Affirmer que la Lentille Verte du Puy est particulière, unique, typique, est une évidence pour tous ceux qui la connaissent, la cuisinent et la dégustent. Mais pour les autres, comment les convaincre ?

La notion de cru est très originale, elle symbolise un lien étroit avec un terroir, une zone géographique précise dans laquelle un végétal aura des caractéristiques spécifiques fortes et reconnues de temps immémoriaux.

Le cru « lentille verte du Puy », c’est associer la meilleure qualité de lentille verte sur une zone de production autour du Puy.

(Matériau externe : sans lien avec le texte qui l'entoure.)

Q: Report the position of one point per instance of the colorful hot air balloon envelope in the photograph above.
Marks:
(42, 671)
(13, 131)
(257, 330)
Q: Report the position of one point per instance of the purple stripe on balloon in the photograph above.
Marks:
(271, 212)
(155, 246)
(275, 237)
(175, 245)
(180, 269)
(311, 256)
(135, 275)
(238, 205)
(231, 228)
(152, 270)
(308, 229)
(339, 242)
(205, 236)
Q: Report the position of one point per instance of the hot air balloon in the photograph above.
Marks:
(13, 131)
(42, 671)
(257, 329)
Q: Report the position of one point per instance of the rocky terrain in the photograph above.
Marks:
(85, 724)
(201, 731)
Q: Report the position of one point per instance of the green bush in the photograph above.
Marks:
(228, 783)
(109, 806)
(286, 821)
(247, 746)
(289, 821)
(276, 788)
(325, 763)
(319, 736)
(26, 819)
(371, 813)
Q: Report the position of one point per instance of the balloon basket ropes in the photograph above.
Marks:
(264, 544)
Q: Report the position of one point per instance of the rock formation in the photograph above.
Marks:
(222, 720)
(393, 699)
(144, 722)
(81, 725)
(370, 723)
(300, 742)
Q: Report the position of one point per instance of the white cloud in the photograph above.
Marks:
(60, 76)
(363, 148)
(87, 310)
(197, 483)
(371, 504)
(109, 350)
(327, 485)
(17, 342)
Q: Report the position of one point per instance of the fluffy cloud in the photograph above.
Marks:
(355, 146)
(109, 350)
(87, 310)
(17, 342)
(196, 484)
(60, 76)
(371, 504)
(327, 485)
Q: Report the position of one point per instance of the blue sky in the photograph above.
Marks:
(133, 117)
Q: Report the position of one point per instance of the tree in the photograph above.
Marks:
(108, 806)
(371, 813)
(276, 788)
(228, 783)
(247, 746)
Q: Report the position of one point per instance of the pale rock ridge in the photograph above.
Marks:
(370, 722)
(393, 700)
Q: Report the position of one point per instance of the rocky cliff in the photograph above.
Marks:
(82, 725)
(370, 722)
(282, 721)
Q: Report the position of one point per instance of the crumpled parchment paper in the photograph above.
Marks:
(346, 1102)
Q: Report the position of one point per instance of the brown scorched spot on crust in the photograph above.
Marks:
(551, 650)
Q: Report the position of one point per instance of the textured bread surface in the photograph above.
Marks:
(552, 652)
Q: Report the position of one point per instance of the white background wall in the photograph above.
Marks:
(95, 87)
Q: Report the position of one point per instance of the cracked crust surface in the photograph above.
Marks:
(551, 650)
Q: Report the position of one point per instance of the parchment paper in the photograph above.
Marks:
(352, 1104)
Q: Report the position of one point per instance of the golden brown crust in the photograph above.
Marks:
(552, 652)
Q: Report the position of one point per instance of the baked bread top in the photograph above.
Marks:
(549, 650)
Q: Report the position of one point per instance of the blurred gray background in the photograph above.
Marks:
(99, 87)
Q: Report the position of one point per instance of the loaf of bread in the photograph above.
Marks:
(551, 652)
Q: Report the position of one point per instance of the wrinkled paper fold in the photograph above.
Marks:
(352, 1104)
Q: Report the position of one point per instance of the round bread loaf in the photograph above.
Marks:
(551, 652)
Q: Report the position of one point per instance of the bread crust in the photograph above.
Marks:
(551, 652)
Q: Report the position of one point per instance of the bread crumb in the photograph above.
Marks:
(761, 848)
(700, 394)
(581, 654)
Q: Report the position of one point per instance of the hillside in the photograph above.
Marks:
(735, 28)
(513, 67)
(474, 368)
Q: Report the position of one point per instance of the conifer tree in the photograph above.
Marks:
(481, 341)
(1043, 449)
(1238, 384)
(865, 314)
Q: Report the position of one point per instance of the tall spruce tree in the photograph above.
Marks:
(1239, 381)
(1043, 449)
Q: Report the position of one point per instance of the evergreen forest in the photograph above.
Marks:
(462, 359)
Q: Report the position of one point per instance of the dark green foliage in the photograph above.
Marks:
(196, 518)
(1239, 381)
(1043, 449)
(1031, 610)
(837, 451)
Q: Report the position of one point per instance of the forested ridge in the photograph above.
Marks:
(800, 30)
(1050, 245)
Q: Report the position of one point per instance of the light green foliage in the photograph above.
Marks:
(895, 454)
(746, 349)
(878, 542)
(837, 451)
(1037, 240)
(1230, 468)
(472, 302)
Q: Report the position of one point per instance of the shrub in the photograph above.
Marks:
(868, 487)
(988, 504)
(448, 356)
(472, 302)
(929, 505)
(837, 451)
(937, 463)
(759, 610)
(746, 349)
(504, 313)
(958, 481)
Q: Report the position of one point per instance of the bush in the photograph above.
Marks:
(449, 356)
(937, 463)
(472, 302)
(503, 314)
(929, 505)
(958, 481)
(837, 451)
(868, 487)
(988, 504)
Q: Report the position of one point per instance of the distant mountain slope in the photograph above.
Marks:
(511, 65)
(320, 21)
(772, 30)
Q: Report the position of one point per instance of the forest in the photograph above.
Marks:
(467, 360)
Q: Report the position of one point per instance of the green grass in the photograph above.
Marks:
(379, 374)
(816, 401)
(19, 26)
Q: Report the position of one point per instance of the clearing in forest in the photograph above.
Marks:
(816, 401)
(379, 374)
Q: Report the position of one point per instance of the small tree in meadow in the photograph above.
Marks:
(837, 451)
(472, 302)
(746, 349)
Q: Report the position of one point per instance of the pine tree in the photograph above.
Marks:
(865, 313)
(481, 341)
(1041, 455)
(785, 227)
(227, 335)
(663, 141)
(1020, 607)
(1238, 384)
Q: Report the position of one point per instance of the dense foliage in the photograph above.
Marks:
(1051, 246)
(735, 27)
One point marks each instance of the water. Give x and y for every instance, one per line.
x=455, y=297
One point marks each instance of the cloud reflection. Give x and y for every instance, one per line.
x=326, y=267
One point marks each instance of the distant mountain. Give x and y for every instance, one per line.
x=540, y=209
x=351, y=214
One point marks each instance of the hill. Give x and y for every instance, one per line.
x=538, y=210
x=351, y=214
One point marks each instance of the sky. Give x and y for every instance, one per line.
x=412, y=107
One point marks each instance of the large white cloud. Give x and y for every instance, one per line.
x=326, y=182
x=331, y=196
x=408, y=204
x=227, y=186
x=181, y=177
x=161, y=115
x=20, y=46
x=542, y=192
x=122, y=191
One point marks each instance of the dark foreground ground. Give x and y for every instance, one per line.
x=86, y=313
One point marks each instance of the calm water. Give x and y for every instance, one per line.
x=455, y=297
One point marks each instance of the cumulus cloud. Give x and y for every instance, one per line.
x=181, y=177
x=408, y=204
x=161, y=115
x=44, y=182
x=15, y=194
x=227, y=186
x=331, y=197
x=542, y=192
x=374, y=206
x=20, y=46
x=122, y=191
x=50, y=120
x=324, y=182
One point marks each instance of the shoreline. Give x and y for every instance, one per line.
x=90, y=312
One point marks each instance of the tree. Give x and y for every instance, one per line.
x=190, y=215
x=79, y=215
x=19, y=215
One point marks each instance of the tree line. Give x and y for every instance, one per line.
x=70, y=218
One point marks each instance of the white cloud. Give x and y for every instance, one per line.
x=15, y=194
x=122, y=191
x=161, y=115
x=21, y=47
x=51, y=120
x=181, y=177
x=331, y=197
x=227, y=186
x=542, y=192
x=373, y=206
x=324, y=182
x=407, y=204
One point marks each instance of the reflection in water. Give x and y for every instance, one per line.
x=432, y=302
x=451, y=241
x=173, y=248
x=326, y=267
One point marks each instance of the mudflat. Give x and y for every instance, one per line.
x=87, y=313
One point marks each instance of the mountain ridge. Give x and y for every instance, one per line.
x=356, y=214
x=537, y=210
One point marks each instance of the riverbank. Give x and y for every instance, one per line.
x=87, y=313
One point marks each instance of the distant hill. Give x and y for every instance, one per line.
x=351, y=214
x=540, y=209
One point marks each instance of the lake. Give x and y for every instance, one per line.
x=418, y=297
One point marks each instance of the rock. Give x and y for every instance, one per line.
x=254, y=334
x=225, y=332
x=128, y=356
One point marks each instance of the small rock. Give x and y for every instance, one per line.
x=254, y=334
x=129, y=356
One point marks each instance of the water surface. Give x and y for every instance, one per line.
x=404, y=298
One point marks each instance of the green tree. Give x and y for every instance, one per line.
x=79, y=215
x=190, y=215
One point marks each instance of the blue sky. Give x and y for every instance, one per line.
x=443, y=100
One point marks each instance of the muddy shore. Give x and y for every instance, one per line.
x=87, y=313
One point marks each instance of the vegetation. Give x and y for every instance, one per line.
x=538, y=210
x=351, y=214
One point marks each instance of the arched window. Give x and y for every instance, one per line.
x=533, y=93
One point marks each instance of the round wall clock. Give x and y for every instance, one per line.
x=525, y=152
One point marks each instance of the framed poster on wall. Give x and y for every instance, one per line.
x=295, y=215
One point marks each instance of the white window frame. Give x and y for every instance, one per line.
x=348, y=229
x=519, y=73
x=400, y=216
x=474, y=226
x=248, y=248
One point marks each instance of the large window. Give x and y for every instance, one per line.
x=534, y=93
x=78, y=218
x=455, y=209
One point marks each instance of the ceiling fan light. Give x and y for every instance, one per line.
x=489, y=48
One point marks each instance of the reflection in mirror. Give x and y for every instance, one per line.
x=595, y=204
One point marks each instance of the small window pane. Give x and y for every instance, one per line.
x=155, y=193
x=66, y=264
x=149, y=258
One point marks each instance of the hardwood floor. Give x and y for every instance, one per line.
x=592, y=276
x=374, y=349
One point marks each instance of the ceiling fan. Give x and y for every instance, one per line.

En 1935, un premier jugement du Tribunal civil a attribué l’Appellation d’Origine à la Lentille Verte du Puy en précisant ce qu’il fallait comprendre par qualité : 4 à 5 millimètre de diamètre, 2 à 2,5mm d’épaisseur, portant sur un fond vert pâle des marbrures vert bleu sombres, ayant une cuisson rapide, possédant une peau fine, une amande non farineuse, un goût délicat et il définit la zone de production en énumérant un certain nombre de communes de Haute-Loire.

Taille et couleur des marbrures sont directement liées aux caractéristiques intrinsèques de la variété botanique Lens esculenta puyensis. Le Tribunal a donc fait là une erreur : il ne s’agit pas de la définition d’élément qualitatifs d’un cru mais de caractères propres à une variété botanique. Quel que soit le lieu de la culture, ils seront identiques.

Par contre, le tribunal a tout à fait raison quand il parle de cuisson rapide, de peau fine, d’amande non farineuse, de goût délicat et de zone de production.

Comme pour un vin ou pour les plantes de la chronobotanique, nous sommes dans la définition d’un cru : une production qualitative associée à terroir précis.